Friday 12
What Is Genetic Information? (submitted papers)

› 9:00 - 9:20 (20min)
› 127
The genome and the stored program concept
Ronald Planer  1@  
1 : Ronald Planer

The extension of the concept of information to genes continues to generate controversy. A closely related debate in the philosophy of biology concerns the existence of a “genetic program”. Among those who do embrace the idea that genes carry information, many would also say that the entire collection of an organism's genes can be properly described as containing a kind of program. More specifically, the idea is apparently that a genome realizes a program in something like the way a set of symbol strings in the memory of modern computer can realize a program.

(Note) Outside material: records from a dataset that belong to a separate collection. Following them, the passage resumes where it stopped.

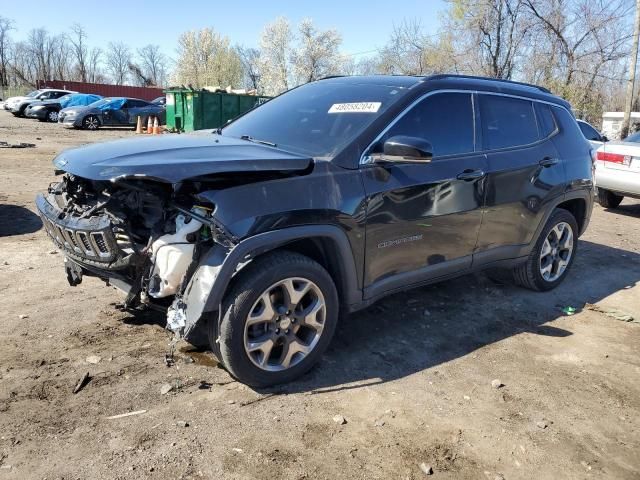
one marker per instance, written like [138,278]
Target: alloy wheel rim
[556,252]
[284,324]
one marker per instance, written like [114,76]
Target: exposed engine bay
[142,236]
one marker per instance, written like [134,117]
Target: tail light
[610,157]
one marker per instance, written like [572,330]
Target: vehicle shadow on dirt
[632,210]
[17,220]
[420,329]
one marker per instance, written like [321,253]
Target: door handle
[547,162]
[469,175]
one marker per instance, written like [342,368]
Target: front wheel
[52,116]
[553,254]
[608,199]
[91,122]
[277,320]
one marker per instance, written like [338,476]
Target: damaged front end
[142,236]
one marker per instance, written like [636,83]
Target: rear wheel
[608,199]
[277,320]
[91,122]
[553,254]
[52,116]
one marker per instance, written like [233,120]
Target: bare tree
[576,29]
[288,58]
[412,51]
[317,54]
[275,57]
[500,28]
[153,63]
[6,25]
[118,58]
[205,58]
[78,40]
[62,68]
[250,58]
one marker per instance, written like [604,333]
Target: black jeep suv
[321,201]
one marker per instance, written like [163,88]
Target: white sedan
[618,171]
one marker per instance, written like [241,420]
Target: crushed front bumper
[88,241]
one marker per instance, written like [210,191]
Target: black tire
[608,199]
[90,122]
[52,116]
[528,274]
[229,343]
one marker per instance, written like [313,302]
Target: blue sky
[365,25]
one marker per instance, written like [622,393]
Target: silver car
[618,171]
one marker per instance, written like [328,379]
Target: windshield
[635,138]
[114,103]
[317,119]
[65,99]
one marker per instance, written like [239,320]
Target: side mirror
[404,149]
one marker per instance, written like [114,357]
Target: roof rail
[472,77]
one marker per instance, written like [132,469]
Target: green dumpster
[189,110]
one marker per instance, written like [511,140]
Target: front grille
[90,239]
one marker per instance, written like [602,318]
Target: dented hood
[174,158]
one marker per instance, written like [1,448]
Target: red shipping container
[143,93]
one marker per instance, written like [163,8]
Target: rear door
[423,219]
[525,172]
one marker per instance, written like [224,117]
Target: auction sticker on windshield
[359,107]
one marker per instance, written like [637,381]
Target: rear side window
[589,132]
[507,122]
[546,121]
[444,119]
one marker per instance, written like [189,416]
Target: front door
[423,219]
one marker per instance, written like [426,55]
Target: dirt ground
[412,376]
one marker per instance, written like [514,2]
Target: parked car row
[88,111]
[617,166]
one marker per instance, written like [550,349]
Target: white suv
[618,171]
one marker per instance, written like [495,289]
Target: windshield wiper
[255,140]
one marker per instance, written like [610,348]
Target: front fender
[209,283]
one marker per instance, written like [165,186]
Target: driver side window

In this paper, I argue that the program concept has a real, albeit partial, application to the structure of genomes, particularly those of higher organisms. My basic proposal is that, to the extent that an organisms's genome can be properly said to realize a program, it is in virtue of the fact that it contains two different types of information-carrying entities, namely, instructions and data symbols. The instructions are realized by genes coding for transcription factors recognized by regulatory regions of certain classes of genes. The data symbols are realized by genes that code for purely “structural” proteins (i.e., non-transcription factors).

In the remainder of the paper, I explore a deep and fascinating analogy between the stored program architecture of modern computers, and the functional architecture of genomes. I argue that this is likely an example of evolution and intelligent agents converging on the same optimal design.